Svrluga argues that investors must “get creative” about the way they seek founders. They should eschew the “check the box” approach that only allows for founders with backgrounds that have traditionally signaled a “culture fit” in tech.
Toward this end, Primary Ventures has launched their “NYC Founder Guide,” a collection of tools and information that will help potential and early-stage founders navigate the city’s startup ecosystem. By featuring directories of local angel and venture investors and vendors, the site’s goal is to provide those who might not have access to industry mentorship with a basic understanding of what to expect along their journey, and how they can get in touch with people who can help.
“That’s something we’re happy to do as a contribution to the community, because we think it matters,” says Svrluga. He hopes founders who’ve been helped through the site will give Primary a call when seeking funding.
Primary is also launching its first class of the New York City Founders Fellowship, a six-month educational program that targets 15 founders from non-traditional backgrounds.
Location still matters
Our conversation with Svrluga took place just a little more than a year into the COVID-19 pandemic, amid predictions that New York City has been thrown into a death spiral from which it won’t recover. Svrluga is skeptical.

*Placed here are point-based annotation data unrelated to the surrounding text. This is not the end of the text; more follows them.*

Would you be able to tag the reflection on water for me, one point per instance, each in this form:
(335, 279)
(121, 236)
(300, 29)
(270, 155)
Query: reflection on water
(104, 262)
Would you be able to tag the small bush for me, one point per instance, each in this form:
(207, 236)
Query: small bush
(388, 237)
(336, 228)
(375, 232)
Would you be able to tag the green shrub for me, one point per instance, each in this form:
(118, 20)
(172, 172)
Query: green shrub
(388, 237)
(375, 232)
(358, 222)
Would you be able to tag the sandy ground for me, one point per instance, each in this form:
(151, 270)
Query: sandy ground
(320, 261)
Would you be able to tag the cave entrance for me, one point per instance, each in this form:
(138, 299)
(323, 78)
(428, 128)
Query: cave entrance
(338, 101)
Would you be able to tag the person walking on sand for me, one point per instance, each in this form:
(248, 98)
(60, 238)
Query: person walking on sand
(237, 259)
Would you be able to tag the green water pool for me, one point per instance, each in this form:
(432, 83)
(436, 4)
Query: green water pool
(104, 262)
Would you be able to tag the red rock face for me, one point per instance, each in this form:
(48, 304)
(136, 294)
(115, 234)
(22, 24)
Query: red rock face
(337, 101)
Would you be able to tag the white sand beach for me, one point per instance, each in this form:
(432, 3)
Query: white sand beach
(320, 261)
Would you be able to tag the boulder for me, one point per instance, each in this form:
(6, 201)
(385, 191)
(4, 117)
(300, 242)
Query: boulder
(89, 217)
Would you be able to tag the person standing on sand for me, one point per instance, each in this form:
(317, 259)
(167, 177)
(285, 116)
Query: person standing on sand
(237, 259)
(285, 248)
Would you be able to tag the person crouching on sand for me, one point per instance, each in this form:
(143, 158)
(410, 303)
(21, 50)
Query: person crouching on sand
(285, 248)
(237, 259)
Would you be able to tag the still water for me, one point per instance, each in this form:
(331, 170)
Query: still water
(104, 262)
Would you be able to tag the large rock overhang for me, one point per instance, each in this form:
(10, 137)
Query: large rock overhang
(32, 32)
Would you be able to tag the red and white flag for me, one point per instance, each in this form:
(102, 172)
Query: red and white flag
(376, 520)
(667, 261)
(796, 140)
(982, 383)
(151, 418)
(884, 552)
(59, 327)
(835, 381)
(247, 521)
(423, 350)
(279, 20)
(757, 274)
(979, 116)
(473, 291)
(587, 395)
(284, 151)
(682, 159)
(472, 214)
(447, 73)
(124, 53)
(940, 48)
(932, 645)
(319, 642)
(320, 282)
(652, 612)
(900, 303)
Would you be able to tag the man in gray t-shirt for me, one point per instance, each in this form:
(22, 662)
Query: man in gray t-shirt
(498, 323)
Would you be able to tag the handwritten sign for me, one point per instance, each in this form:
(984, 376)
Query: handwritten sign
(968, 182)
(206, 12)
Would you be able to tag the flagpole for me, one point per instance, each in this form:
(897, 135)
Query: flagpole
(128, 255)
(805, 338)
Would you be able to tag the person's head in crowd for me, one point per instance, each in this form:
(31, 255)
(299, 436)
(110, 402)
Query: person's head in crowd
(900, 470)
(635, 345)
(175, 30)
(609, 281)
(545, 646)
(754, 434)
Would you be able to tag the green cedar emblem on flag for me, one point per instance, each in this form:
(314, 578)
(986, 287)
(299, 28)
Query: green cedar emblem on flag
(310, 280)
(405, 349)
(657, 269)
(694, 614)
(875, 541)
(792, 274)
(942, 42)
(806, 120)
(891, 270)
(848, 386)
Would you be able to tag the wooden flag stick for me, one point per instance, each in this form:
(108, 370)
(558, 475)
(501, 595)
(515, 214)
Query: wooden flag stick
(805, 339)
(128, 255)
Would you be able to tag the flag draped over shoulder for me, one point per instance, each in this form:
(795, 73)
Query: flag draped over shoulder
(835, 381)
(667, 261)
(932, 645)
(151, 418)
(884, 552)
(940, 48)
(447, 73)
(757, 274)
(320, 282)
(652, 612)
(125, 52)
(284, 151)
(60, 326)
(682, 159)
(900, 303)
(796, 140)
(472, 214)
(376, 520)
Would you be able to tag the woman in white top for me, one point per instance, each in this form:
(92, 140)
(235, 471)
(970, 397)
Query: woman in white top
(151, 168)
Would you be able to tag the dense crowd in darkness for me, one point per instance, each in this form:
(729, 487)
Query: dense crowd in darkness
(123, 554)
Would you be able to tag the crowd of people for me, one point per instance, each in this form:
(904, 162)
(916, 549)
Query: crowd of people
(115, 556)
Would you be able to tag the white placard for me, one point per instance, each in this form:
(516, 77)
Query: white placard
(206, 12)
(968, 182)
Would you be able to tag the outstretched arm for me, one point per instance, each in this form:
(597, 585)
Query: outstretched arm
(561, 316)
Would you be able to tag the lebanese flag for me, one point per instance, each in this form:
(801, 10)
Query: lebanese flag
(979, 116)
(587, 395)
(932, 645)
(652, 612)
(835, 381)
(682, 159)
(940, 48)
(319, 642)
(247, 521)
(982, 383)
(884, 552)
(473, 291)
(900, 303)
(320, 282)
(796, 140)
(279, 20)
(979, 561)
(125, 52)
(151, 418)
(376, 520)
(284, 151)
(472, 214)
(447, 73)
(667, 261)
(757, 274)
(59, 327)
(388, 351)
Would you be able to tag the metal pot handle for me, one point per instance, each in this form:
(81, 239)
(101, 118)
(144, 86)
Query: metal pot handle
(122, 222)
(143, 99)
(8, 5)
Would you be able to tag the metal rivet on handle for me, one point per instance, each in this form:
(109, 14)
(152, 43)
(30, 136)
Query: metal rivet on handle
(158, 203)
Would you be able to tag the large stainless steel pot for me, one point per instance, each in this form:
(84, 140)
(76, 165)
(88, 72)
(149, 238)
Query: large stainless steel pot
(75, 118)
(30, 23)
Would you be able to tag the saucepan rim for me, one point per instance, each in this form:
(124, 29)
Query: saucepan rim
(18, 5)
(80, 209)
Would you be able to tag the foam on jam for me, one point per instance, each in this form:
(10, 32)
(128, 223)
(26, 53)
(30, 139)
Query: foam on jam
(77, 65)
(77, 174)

“This is the third time in our careers that the death of New York City as the center of many things has been predicted. I’m pretty sure the third time’s not going to be the charm,” he says.

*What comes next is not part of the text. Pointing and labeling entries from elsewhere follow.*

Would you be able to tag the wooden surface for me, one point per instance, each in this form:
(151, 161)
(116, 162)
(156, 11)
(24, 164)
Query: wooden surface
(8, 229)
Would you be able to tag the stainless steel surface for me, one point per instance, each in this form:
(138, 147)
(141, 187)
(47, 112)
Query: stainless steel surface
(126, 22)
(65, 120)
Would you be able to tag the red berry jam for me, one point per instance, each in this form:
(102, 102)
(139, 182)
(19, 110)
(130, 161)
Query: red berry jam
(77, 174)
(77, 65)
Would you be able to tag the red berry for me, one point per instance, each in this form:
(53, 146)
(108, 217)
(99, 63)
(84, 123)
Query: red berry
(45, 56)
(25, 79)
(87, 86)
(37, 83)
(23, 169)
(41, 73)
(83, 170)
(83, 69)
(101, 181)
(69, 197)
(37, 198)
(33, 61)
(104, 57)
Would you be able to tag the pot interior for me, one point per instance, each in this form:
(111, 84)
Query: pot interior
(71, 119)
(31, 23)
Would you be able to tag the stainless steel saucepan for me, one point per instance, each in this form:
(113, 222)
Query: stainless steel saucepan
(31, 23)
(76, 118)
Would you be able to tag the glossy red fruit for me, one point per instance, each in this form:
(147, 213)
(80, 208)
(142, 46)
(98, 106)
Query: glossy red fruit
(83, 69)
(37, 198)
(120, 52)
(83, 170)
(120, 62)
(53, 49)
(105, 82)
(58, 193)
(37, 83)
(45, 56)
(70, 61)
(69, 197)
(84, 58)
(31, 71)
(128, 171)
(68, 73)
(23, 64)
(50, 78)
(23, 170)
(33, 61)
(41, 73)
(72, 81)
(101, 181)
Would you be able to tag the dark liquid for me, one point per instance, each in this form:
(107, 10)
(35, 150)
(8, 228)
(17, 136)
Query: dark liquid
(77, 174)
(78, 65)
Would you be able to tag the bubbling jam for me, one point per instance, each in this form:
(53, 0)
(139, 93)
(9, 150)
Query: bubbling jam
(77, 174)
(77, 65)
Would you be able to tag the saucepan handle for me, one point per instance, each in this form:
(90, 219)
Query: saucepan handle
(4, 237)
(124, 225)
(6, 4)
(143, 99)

“9/11 did lead to a temporary exodus for some subset of the population who were worried about safety. Anybody who was around at the time can remember the conversations about, ‘Who is ever gonna sign a lease in a building above the 50th floor? Nobody would want to be that high again, right? Nobody’s ever going to build a big skyscraper in New York City again.’”
It turns out that these fears were overstated, and the six tallest buildings in New York were erected after 9/11. As far as Svrluga can tell, New York City has longevity for tech.
“The diversity here is a powerful draw for incredible talent, and there’s just a whole bunch of people in the country and in the world for whom living in New York City is a pilgrimage,” he says. “You have this steady inflow of wildly diverse and super interesting talent.”
Svrluga makes a case for New York City as the world’s premier startup base, due to its unparalleled access to customers in finance, advertising, media, real estate, pharmaceuticals, healthcare — the list goes on. He argues that being able to “be down the street from your customers and your prospects” vastly outweighs the benefit of less expensive office space.
“I’ll take my salesperson who’s in New York, who can run around and see five in a day, or get a text in the morning from a prospect who says, “Hey, let’s talk today,” and they just get on a Citi Bike and get to that person in 10 minutes.”
In a time when other tech leaders are opening up offices to remote work, or exiting traditional tech hubs for sunnier territory like Miami or Austin, Svrluga is doubling down on the importance of location and staying true to the vision that has animated Primary Ventures from its birth.